Caching module-to-module tokens
In theory these don't really change very frequently, so caching them makes sense.
Considerations
- Currently the requestId is included in these tokens, so if we want to pursue this optimization, it will be at the cost of that. I think it's only there for convenience - it's unclear if anyone is actually using this information or not.
- The cache should be shared / synchronized between nodes in the OKAPI cluster
- Is it necessary to provide a mechanism for manually purging and/or pruning the cache?
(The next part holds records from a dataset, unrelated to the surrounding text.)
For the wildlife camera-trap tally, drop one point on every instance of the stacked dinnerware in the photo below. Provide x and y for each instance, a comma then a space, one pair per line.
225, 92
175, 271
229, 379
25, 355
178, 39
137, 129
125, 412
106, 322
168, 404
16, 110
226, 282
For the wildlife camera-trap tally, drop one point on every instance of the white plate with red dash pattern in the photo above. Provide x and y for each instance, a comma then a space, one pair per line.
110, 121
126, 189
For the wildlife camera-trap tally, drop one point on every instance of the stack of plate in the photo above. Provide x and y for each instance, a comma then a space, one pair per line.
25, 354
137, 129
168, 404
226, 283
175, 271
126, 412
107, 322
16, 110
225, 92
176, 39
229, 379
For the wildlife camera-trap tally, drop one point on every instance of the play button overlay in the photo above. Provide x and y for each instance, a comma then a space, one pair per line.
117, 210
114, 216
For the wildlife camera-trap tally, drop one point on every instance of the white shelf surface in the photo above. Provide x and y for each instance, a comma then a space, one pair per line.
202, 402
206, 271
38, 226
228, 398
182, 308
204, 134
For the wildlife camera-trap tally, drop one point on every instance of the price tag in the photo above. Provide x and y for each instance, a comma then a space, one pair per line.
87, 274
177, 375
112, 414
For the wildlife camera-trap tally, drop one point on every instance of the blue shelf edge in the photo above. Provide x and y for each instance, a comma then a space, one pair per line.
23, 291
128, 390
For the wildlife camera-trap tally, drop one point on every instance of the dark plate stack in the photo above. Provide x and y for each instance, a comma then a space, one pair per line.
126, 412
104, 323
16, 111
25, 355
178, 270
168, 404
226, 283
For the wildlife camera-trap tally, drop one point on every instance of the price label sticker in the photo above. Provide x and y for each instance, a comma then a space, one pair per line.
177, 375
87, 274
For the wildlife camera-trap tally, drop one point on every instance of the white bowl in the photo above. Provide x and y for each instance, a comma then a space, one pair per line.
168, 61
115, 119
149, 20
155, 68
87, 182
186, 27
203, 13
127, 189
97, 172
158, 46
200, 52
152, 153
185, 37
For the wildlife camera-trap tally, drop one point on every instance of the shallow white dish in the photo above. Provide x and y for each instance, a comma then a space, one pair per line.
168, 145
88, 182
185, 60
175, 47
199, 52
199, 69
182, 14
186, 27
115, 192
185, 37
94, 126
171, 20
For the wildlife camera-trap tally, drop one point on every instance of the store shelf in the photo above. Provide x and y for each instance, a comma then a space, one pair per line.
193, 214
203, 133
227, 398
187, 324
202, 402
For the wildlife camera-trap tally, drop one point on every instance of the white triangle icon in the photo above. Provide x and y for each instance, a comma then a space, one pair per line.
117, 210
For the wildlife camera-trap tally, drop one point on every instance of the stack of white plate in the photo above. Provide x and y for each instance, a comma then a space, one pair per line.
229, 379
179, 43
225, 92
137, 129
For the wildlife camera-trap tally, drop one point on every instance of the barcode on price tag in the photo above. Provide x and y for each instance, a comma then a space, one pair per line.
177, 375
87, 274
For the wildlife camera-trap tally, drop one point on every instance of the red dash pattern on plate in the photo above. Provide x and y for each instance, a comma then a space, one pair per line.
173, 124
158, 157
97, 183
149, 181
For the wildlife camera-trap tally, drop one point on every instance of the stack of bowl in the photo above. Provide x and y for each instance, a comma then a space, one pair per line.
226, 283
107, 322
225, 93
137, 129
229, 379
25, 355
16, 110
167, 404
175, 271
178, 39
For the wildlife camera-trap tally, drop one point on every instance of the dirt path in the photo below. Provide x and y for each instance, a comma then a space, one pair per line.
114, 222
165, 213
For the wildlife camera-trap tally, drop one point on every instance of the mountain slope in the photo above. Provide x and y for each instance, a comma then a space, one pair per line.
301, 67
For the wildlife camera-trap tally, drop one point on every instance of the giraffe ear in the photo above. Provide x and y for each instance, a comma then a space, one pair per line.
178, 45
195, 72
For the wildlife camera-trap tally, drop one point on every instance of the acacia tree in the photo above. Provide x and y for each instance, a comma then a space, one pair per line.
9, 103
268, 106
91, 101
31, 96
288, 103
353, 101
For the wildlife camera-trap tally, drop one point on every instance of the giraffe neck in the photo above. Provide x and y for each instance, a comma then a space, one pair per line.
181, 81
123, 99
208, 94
- Must these tokens be tenant-specific, or can the same token be used by multiple tenants?
Challenges
- Figuring out where to put this in OKAPI is a little tricky, but clearly doing it in OKAPI would give us the maximum benefit as it would mean skipping the call to mod-authtoken altogether, saving network time as well.
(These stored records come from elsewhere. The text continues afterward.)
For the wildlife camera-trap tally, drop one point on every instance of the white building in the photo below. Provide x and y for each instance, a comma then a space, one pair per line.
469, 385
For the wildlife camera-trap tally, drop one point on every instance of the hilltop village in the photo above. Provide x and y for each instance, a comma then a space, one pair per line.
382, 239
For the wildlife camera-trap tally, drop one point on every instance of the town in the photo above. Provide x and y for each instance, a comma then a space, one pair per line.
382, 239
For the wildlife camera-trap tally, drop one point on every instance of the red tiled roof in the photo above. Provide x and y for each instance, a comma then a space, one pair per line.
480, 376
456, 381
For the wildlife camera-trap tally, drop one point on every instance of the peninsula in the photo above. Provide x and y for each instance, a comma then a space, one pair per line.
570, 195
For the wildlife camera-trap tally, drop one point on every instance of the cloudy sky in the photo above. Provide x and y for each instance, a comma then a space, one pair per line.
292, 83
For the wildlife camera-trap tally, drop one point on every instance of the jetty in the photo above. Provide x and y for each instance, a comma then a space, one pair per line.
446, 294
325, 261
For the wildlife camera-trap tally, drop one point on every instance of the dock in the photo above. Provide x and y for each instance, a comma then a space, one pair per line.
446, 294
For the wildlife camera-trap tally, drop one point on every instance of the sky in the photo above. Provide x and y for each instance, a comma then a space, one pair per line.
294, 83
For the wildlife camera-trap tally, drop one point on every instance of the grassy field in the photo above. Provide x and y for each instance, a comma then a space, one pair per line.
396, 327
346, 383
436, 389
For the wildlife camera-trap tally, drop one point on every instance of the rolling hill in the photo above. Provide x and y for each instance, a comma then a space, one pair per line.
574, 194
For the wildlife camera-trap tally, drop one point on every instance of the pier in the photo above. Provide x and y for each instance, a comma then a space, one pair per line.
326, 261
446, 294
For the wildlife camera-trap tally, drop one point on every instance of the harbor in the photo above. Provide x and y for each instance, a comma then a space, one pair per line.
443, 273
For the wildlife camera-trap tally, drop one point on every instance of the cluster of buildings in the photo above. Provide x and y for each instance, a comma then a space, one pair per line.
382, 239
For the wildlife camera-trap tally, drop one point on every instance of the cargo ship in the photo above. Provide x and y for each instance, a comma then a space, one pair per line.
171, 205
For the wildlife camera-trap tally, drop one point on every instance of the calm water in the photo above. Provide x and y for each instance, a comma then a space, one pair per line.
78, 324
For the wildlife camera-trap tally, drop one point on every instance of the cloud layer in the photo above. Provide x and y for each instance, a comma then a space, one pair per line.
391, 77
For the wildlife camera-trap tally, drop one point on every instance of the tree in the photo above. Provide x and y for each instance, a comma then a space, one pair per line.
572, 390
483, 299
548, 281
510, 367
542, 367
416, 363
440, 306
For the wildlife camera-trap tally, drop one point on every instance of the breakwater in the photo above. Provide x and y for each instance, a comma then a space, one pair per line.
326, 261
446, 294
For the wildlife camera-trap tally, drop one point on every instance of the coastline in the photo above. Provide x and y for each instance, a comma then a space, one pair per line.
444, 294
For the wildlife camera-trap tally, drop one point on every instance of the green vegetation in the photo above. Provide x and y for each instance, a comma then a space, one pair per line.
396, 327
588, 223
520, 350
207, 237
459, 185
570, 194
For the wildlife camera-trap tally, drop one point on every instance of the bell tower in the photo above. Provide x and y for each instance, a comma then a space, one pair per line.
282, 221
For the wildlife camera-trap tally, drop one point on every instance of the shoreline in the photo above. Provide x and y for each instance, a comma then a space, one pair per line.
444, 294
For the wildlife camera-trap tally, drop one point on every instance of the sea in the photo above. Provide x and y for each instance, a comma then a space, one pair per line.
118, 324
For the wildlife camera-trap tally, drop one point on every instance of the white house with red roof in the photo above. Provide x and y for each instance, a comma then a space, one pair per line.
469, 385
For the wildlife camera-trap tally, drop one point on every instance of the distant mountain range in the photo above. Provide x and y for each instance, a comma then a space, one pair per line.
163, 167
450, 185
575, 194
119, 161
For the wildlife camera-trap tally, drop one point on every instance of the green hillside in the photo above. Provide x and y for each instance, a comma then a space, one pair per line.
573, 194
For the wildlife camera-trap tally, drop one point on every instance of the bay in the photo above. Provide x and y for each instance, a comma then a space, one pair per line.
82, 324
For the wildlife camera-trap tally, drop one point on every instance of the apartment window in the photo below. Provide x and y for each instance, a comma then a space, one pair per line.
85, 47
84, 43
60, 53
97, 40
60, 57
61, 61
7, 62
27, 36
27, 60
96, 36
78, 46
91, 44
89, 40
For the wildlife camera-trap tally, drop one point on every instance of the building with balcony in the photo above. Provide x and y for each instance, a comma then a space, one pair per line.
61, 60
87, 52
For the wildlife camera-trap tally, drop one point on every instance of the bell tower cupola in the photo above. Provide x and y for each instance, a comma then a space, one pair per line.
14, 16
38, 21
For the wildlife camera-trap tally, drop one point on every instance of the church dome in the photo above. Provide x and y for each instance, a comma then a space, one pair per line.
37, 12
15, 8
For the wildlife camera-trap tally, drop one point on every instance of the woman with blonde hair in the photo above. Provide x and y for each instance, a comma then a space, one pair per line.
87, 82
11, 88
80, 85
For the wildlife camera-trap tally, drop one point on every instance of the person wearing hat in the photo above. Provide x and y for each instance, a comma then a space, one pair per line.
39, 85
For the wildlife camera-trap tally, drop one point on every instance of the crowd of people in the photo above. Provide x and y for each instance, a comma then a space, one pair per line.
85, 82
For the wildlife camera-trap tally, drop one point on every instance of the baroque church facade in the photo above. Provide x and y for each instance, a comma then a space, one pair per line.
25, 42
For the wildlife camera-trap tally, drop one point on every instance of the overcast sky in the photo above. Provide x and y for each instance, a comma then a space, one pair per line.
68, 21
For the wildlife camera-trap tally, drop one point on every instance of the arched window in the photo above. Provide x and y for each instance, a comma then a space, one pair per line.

- For my PoC I settled on checking for a cached token when determining the set of API calls needed, and populating the cache when handling the auth response. ##TODO: provide reference to PoC branch
Theoretical Benefits
- Performance gains would not be seen immediately, as the cache would need to warm up before we could benefit from saving on calls to mod-authtoken
- Once the cache is warmed, the time savings here would potentially be enormous.
- Example:
Current (from baseline measurements):
POST circulation/check-out-by-barcode?testId=co_test02_7 # of auth calls: 33 Total request time: 384.93 ms Total time on calls to mod-authtoken: 198.59 ms (51.59%) Total auth module time: 159.00 ms (80.06%) Total autn network time: 39.59 ms (19.94%) # Stats for initial auth call (used to calculate theoretical below) Auth Request Time: 5.92 ms Auth Module Time: 5.00 ms (84.46%) Auth Network Time: 0.92 ms (15.54%)
Theoretical
POST circulation/check-out-by-barcode?testId=co_test02_7 # of auth calls: 1 Total request time: 192.26 ms Total time on calls to mod-authtoken: 5.92 ms (3.08%) Total auth module time: 5.00 ms (84.46%) Total autn network time: 0.92 ms (15.54%)
The 1 auth call here is the original users call for check-out-by-barcode. The rest of the auth calls are module-to-module. Those tokens could be obtained from cache, preventing the need to call mod-authtoken at all.
Actual Benefits
A PoC for this is still a work in progress. No actual results have been obtained yet.